リニア中央新幹線のトンネル工事を巡り、県内の環境保全を議論する国の有識者会議が開かれ、今後の会議では沢の流量や高山植物への影響などこれまで議論してきた論点ごとにモニタリングや対策を提示し議論をとりまとめていくとする方向性が示されました。

リニア中央新幹線は、JR東海が2027年の開業を目指していますが、静岡県は、南アルプスの生態系などに影響があるなどとして県内での着工を認めていません。

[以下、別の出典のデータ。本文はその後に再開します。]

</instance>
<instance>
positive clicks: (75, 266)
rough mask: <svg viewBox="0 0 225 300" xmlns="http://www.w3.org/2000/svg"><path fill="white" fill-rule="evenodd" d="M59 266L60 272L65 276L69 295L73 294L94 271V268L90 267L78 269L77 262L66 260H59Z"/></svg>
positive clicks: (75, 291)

これについて国土交通省による有識者の12回目の会合が30日東京で開かれました。
会合での議論は、トンネル工事による影響についての分析から一段階上がり、モニタリングや対策を検討するステージに入っていて、30日は事務局の国土交通省が今後、議論をとりまとめていく方向性を示しました。
それによりますと、沢の流量や高山植物、残土置き場の影響などこれまで会合で議論してきた論点ごとに、モニタリングの計画や環境を保全するための対策などをまとめていくとしています。
一方、会議に参加した静岡県の森貴志副知事は、「沢の流量の減少だけでなくそれぞれの生物に与える予測も議論を今後、進めてほしい」と述べ、引き続き、詳細な影響の分析を進めていくことを求めました。
これに対し、有識者会議の座長である中村太士北海道大学教授は「沢の流量の予測も不確実性が伴い、すべての影響を明らかにするのは難しい」と述べました。